I explain to my students that writers don't write about nice things;
they write about the hard things, the difficult ideas. No one writes
about what a nice day it is.
But all this has been going on for years. So why am I quitting now?
Because it's about to get much worse. Now that Tallahassee has taken
over completely, now that we're to have one seamless educational system,
prekindergarten through graduate school, the practices entrenched in our
schools will become entrenched in our colleges.

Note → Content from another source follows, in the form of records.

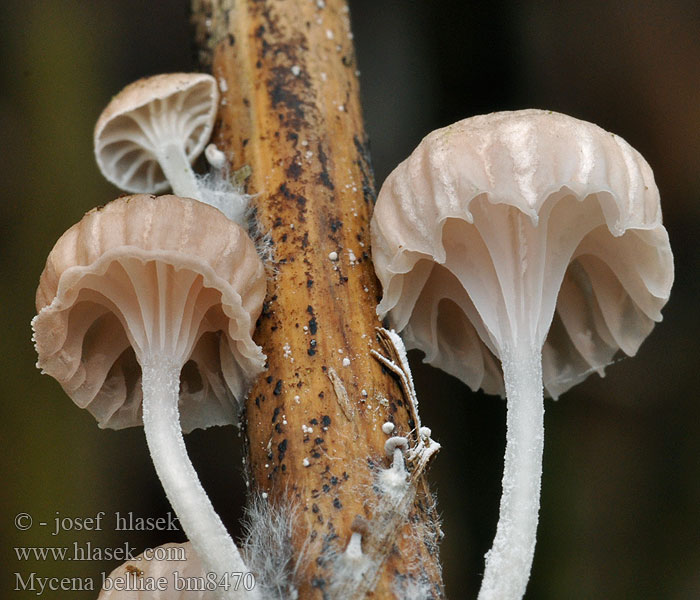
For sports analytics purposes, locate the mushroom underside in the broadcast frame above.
[34,257,259,432]
[380,191,672,398]
[95,82,214,193]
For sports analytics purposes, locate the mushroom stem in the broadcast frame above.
[479,345,544,600]
[141,357,259,599]
[156,143,202,201]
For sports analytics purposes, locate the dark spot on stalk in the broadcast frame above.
[317,142,335,191]
[287,161,301,181]
[277,439,287,462]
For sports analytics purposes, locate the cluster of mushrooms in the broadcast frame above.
[32,65,673,600]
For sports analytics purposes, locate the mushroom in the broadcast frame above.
[94,73,219,200]
[32,195,266,596]
[372,110,673,600]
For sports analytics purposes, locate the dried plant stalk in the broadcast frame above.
[193,0,442,598]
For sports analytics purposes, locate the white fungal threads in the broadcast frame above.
[345,531,362,561]
[204,144,226,169]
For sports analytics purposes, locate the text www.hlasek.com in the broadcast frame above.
[15,542,176,562]
[14,542,255,596]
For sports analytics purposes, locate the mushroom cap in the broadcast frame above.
[94,73,219,194]
[371,110,673,397]
[32,195,266,431]
[97,542,206,600]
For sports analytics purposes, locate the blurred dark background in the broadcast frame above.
[0,0,700,600]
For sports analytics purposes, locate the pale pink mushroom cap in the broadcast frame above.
[372,110,673,397]
[32,195,266,432]
[94,73,219,194]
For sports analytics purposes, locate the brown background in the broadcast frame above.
[0,0,700,600]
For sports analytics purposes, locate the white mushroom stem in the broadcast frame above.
[142,357,259,599]
[479,346,544,600]
[155,142,202,200]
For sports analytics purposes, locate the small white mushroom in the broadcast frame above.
[94,73,219,200]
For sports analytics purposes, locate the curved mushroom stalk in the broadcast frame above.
[33,196,265,598]
[479,347,544,600]
[141,356,254,598]
[372,110,673,600]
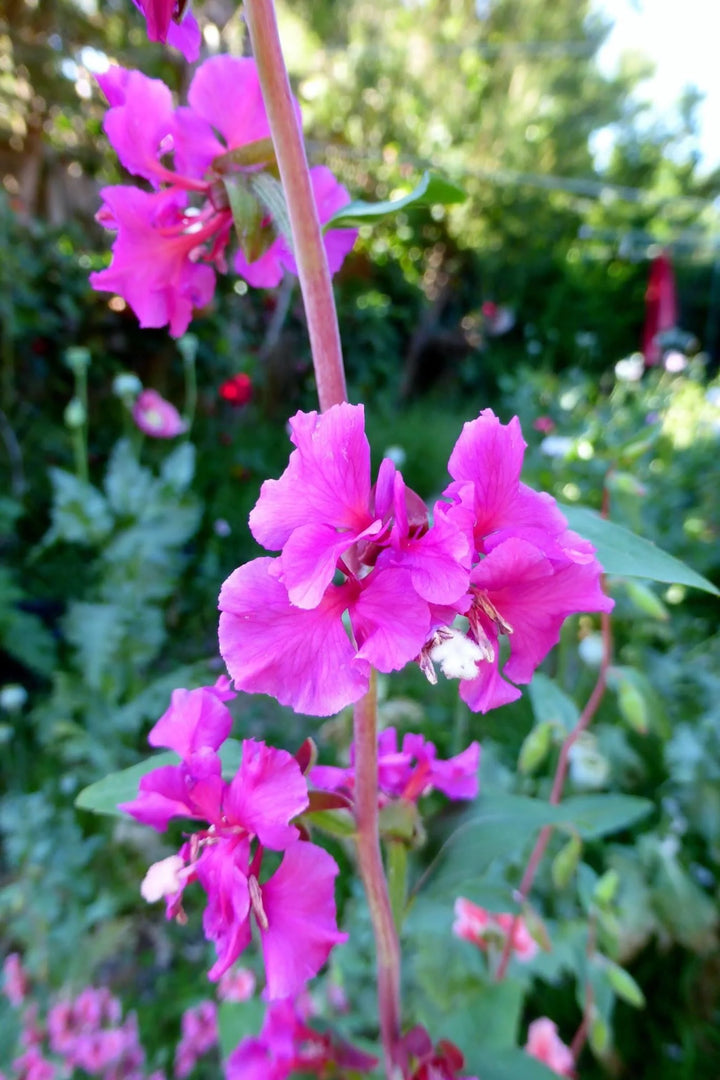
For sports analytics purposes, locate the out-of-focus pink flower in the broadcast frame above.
[217,968,255,1001]
[219,372,253,405]
[133,0,202,64]
[452,896,539,963]
[133,390,188,438]
[310,727,480,805]
[226,1000,378,1080]
[525,1016,575,1077]
[175,1001,218,1080]
[2,953,27,1009]
[91,59,357,337]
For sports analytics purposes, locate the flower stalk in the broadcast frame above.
[244,0,348,411]
[353,674,400,1080]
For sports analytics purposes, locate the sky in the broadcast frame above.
[595,0,720,171]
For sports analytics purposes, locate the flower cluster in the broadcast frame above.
[219,404,612,716]
[310,727,480,806]
[226,1000,378,1080]
[120,678,345,999]
[452,896,538,963]
[3,953,164,1080]
[91,56,356,337]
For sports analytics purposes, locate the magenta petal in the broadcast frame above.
[431,742,480,799]
[260,841,348,1000]
[195,840,252,981]
[223,739,308,851]
[188,54,274,150]
[148,687,232,758]
[219,558,369,716]
[97,67,175,185]
[350,568,431,672]
[249,403,372,551]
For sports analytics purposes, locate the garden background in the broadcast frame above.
[0,0,720,1080]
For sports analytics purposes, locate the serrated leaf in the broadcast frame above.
[74,739,242,818]
[323,173,467,232]
[560,504,720,596]
[217,998,266,1061]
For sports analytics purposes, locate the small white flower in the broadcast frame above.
[140,855,185,904]
[430,630,485,678]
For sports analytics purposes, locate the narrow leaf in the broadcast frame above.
[561,504,720,596]
[324,173,467,232]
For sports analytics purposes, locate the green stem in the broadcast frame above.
[244,0,348,410]
[353,673,400,1080]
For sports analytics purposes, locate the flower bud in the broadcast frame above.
[64,397,87,431]
[65,345,91,375]
[517,720,555,773]
[112,372,142,403]
[0,683,27,713]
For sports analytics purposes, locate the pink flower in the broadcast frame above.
[2,953,27,1009]
[133,390,188,438]
[226,1000,378,1080]
[133,0,202,64]
[525,1016,575,1077]
[217,968,255,1001]
[310,727,480,805]
[452,896,538,963]
[121,683,347,999]
[219,404,468,716]
[91,58,357,337]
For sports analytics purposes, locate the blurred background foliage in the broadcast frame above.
[0,0,720,1080]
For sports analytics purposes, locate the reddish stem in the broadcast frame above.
[495,611,612,982]
[353,674,400,1080]
[244,0,348,410]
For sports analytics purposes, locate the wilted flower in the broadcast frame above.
[133,390,188,438]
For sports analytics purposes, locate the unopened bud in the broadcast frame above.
[517,720,555,773]
[65,345,91,375]
[63,397,87,431]
[177,334,200,367]
[112,372,142,402]
[0,683,27,713]
[430,630,485,678]
[140,855,185,904]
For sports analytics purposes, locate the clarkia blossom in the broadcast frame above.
[452,896,539,963]
[310,727,480,806]
[120,679,347,999]
[219,404,612,716]
[133,0,202,64]
[91,56,357,337]
[219,404,470,716]
[525,1016,576,1077]
[226,999,378,1080]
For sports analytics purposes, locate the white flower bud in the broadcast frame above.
[140,855,185,904]
[430,630,485,678]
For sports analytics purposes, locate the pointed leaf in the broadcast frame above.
[323,173,467,232]
[561,504,720,596]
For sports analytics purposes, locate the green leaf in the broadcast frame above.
[217,998,266,1061]
[323,173,467,232]
[560,504,720,596]
[556,795,653,840]
[470,1047,557,1080]
[74,739,242,816]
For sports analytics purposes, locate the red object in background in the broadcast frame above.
[219,372,253,405]
[642,252,678,366]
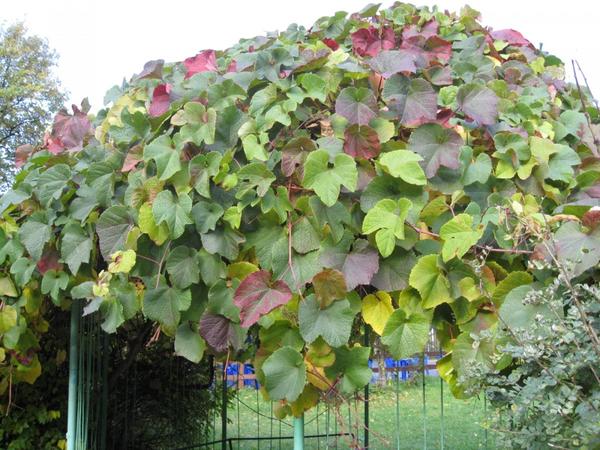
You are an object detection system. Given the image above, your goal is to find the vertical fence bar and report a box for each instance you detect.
[421,352,427,450]
[67,302,80,450]
[294,414,304,450]
[364,324,368,450]
[221,364,227,450]
[438,349,445,450]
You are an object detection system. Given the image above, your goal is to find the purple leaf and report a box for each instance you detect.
[344,125,381,159]
[321,239,379,291]
[408,123,464,178]
[350,26,396,56]
[136,59,165,80]
[382,75,437,127]
[335,87,378,125]
[200,312,243,353]
[46,105,92,154]
[183,50,217,78]
[490,29,531,46]
[148,84,171,117]
[456,83,498,125]
[233,270,292,328]
[368,50,417,78]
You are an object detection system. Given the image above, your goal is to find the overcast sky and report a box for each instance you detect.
[0,0,600,110]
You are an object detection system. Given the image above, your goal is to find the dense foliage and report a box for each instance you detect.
[472,283,600,449]
[0,23,65,192]
[0,0,600,424]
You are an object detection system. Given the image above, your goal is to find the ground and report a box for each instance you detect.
[198,377,496,450]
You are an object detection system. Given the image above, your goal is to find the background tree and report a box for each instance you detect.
[0,23,65,192]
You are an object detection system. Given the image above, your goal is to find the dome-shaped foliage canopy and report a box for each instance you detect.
[0,4,600,413]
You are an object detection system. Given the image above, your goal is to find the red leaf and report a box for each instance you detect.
[200,313,243,353]
[227,59,237,73]
[44,105,92,154]
[344,125,381,159]
[581,206,600,230]
[491,29,531,46]
[402,20,438,41]
[351,26,396,56]
[15,144,34,167]
[121,145,143,172]
[136,59,165,80]
[183,50,217,78]
[323,38,340,51]
[37,249,63,275]
[233,270,292,328]
[148,84,171,117]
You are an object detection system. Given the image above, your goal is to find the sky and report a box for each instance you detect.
[0,0,600,111]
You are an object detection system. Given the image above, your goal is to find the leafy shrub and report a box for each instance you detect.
[465,282,600,449]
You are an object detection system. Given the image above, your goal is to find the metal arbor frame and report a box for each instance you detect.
[67,316,487,450]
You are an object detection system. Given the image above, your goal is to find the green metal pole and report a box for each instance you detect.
[67,302,79,450]
[294,414,304,450]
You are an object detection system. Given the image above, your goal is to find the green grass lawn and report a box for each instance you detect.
[204,377,496,450]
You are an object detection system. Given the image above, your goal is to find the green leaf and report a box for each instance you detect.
[379,150,427,186]
[96,205,133,261]
[362,198,412,258]
[35,164,71,207]
[10,257,35,287]
[335,87,378,125]
[302,150,358,206]
[175,323,206,363]
[461,147,492,186]
[60,224,93,275]
[325,345,373,394]
[300,73,328,103]
[408,123,464,178]
[371,250,416,292]
[108,249,137,273]
[298,295,354,347]
[382,74,437,127]
[440,214,483,262]
[262,346,306,402]
[312,269,348,308]
[144,135,181,180]
[381,309,431,359]
[41,270,69,304]
[292,217,321,254]
[408,255,452,308]
[100,298,125,334]
[200,226,245,261]
[242,134,269,161]
[236,162,275,198]
[19,213,52,261]
[170,102,217,145]
[498,284,562,332]
[152,191,193,239]
[362,291,394,336]
[166,245,200,289]
[142,286,192,333]
[456,83,498,125]
[192,200,223,234]
[0,276,19,297]
[0,305,17,334]
[138,203,169,245]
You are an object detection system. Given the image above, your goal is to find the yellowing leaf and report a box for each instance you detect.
[108,250,136,273]
[408,255,452,308]
[362,291,394,336]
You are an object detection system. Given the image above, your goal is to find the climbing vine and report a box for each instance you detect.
[0,4,600,415]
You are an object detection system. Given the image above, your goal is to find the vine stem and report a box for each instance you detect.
[405,221,533,255]
[571,59,600,157]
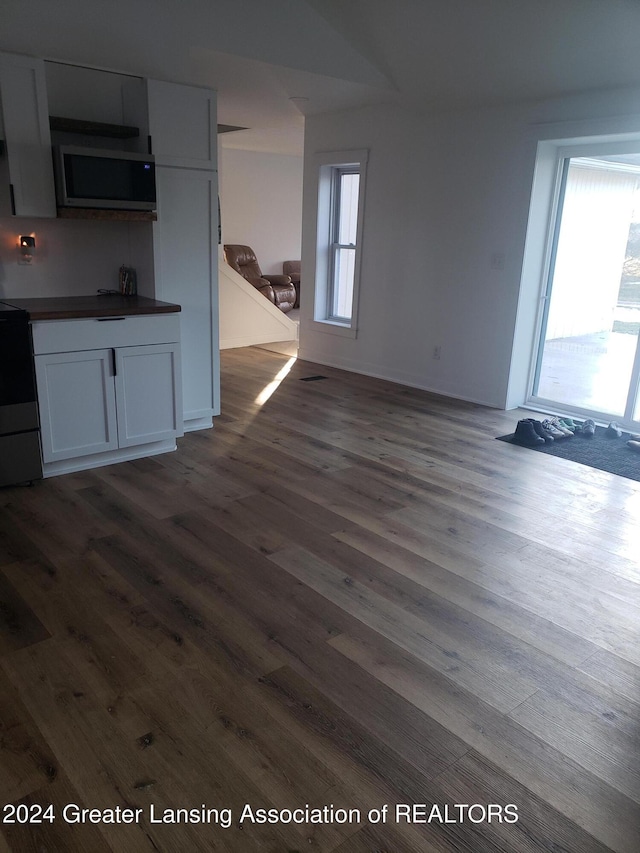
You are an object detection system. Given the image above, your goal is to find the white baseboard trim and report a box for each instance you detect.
[298,349,504,410]
[42,438,177,479]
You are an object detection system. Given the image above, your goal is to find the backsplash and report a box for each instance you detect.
[0,217,154,299]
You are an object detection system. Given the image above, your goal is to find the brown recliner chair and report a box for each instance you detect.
[224,244,296,314]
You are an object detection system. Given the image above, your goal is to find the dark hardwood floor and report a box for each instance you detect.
[0,349,640,853]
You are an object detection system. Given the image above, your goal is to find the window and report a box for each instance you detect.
[327,166,360,323]
[314,151,367,337]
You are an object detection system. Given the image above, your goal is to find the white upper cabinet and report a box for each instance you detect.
[0,53,56,217]
[123,80,218,169]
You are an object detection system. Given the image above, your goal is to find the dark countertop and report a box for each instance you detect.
[3,293,181,320]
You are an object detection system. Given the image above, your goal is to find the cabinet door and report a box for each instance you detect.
[0,53,56,217]
[35,349,118,462]
[115,344,182,447]
[147,80,218,169]
[153,166,220,430]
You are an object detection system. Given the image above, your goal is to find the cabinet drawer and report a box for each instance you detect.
[33,313,180,355]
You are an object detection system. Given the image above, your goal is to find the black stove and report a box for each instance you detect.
[0,302,42,486]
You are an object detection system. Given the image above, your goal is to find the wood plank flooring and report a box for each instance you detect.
[0,348,640,853]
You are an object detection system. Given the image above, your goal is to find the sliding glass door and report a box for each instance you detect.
[532,154,640,426]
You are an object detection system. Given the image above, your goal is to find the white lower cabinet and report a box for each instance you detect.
[34,315,183,476]
[36,350,118,463]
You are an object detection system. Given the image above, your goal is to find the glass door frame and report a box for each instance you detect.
[526,141,640,432]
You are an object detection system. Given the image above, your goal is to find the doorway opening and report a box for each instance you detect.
[530,153,640,430]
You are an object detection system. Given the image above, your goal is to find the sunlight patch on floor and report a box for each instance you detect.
[254,356,297,406]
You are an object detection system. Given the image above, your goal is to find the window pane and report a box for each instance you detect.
[331,249,356,320]
[337,174,360,245]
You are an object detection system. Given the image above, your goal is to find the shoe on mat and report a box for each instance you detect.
[526,418,553,444]
[542,418,567,440]
[558,418,576,432]
[549,418,573,438]
[511,419,544,447]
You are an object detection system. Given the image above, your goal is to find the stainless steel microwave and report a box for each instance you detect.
[53,145,156,210]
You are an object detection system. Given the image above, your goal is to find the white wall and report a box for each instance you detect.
[219,148,303,275]
[300,92,640,407]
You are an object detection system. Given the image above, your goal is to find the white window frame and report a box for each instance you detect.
[312,149,368,338]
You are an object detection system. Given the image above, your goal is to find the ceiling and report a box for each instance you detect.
[0,0,640,153]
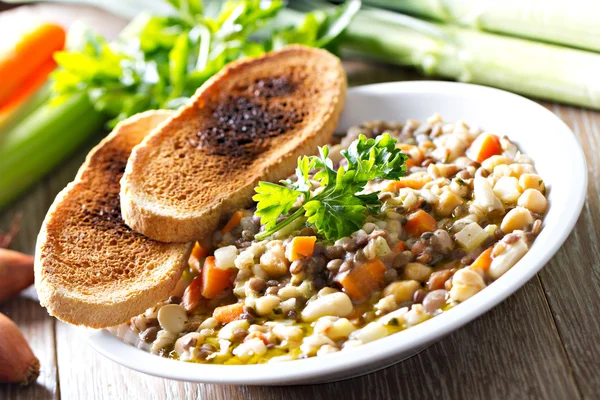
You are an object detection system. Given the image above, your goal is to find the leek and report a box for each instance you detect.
[365,0,600,51]
[0,93,106,209]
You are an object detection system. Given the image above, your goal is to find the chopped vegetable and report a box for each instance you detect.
[467,133,502,163]
[0,23,66,104]
[213,303,244,324]
[288,236,317,261]
[338,259,387,303]
[253,133,407,240]
[404,210,437,237]
[471,246,494,271]
[200,256,236,299]
[221,210,244,234]
[365,0,600,51]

It's happening already. The students who have been trained to write this
way are now teachers who teach writing this way. More and more, I
encounter college writing instructors who insist on the formula: five
paragraphs, no more -- even in advanced courses, even in other
departments. The older professors, the ones to whom the formula essay is
simply bad writing, are retiring. The younger ones are taking over,
passing on their wisdom about writing, what they were taught: Count your
ideas. Be careful not to have too many.
And if a student dares to have four ideas, instead of three? . . . Toss
one out. Only three ideas allowed. I've seen students fail assignments
because they had the wrong numbers.
And they can't stop writing that way. Many have told me, even in tears,
that they try to write differently, but they can't.
Brainwashing does that. Now, imagine the future. Imagine these students,
your children, afraid to write, to put their ideas on paper. Imagine
them trying to fight for what they believe in -- if they're brave enough
to believe in anything at all.
Imagine them in business. In medicine. In law.
In politics.
As for me, I have no children, other than the ones I've worked with over
the years. But I no longer can fight this system, the one that tries to
deaden our kids, to make them afraid to think. Worse, I'm afraid that
eventually they'll get to me, too.
The first time I dropped out of college, I was afraid the system would
kill my ideas and make me less human. I didn't want any part of it.
This time, the system is different, but the result will be the same.
I don't want any part of this system, either.
-- Lynn Stratton has taught writing at the University of South Florida
for 13 years. She lives in St. Petersburg.